A Qualitative Exploration of Connectedness During COVID-19: Faculty Perceptions Toward Communication, Collaboration, and a Sense of Community While Teleworking

Cammy D. Romanuck Murphy


The transition from face-to-face education to a primarily teleworking atmosphere following the Spring 2020 onset of COVID-19 left many faculty members floundering, struggling to effectively utilize online learning and communication platforms; to feel connected; and to continue accessing collaboration and professional development opportunities. This qualitative phenomenology study is one of the first in-depth qualitative reviews to explore faculty’s perceptions toward connectedness since teleworking as a result of the COVID-19 pandemic. This study was conducted during the Spring and Summer semesters of 2020, when the initial spread of COVID-19 occurred, forcing professionals and students alike to stay home to learn and work. The participants in this study included 11 full-time faculty from two universities in the United States who taught primarily face-to-face classes prior to COVID-19 and began teleworking as a result of the pandemic. The findings suggested faculty faced a slew of challenges related to communication, collaboration, and a sense of community while teleworking as a result of COVID-19, including ineffective communication, technology and access challenges, a lack of time and training, and feelings of disconnect.
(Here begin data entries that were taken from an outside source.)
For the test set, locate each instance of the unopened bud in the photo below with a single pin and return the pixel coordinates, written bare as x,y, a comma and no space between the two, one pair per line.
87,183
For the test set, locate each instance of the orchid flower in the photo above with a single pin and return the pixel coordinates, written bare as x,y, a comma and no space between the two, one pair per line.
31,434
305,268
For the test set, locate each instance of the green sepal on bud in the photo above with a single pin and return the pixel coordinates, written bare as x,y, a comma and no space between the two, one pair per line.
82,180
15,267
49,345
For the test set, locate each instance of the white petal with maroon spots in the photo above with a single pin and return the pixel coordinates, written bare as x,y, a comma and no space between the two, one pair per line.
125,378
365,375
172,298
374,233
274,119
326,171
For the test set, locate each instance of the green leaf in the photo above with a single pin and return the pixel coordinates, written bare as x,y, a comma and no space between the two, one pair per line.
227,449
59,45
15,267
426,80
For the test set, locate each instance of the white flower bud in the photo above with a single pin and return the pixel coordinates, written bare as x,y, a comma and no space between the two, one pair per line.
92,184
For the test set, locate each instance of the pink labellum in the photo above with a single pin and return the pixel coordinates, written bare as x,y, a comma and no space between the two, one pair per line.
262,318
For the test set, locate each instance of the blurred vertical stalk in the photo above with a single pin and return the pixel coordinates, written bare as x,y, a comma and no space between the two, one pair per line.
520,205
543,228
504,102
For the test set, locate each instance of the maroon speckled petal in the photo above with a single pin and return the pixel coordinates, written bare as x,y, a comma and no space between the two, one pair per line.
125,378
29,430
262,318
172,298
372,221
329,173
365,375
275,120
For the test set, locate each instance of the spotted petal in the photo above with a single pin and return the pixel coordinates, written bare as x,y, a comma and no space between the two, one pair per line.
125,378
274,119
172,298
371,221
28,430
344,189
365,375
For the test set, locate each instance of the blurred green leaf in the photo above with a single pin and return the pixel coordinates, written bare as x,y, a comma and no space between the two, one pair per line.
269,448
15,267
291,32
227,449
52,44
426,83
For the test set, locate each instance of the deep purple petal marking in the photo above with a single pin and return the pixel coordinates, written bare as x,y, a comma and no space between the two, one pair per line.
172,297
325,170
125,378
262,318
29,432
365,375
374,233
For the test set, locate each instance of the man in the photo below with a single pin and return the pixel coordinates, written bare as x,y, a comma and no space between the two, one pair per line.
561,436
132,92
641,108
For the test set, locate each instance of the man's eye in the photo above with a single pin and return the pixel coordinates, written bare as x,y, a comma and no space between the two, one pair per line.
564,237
Participants also outlined strategies they believed to be effective to support connectedness while teleworking, such as video conferencing, regular communication, and enhanced collaboration opportunities. Given the volatile nature of COVID-19 and its implications for higher education institutions, it is highly likely that issues relating to connectedness while teleworking will remain relevant for the foreseeable future. Faculty and postsecondary administrators may use the findings from this study to guide discussions about whether their efforts to enhance overall perceptions of connectedness and faculty satisfaction have been successful, or whether efforts need to be revisited, revised, or enhanced.